I don't usually comment, but... I like Troy's categories and I agree with your LEO friend. There really are two types, as well as some the cross those boundaries. I started out doing mostly content focused. Recently, I have been crossing the boundaries alot, with a few activity focused ones along the way. After 6+ years, I find LEO (in my experience) to be mostly Content based.

For reference - I sent you a coin a couple years ago from SoCal..

H. Carvey said...

Mark G.,

I don't usually comment...

That's too bad, really. You clearly have some well thought-out comments.

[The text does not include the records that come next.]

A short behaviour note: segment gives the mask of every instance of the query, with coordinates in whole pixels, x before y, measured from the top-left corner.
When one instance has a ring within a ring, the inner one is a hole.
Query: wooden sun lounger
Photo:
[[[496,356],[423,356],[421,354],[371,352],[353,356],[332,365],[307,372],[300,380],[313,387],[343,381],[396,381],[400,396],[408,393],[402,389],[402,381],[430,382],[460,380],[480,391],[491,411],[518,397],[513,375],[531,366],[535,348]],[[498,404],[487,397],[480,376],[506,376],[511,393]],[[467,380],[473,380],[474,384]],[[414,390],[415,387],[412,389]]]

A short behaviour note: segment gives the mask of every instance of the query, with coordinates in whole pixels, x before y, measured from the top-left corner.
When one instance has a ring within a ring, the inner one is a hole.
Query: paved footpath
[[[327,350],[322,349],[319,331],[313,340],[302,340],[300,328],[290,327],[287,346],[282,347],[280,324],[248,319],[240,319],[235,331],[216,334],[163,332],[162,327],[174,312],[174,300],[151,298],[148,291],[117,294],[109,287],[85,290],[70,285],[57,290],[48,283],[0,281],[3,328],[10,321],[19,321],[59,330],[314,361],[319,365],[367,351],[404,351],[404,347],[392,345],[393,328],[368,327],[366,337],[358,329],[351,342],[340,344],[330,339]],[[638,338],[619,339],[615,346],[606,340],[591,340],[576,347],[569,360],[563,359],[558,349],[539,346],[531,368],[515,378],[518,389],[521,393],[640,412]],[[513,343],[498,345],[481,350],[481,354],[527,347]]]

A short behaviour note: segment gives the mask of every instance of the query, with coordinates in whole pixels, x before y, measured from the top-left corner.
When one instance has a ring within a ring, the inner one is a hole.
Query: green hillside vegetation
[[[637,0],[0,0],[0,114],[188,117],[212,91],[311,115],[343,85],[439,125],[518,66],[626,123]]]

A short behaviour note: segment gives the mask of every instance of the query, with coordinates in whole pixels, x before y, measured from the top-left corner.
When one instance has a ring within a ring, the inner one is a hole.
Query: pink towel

I sent you a coin a couple years ago from SoCal..

Thanks! You're one of the few/only that's done anything like that, and I greatly appreciate it.

I don't see there being different categories, per se, when it comes to forensic analysis. IMHO, you need to keep to the core foundation concepts, and you can have a different focus or different procedures based on those foundations. I think that the issues the occur with categorizations is that there's a great deal of overlap and convergence in what analysts do, even when we think that what we do is different from the next guy. CP cases quickly become malware cases when the defense claims the "Trojan Defense", or an intrusion case (or both intrusion and malware) when the claim is made that someone accessed the system remotely.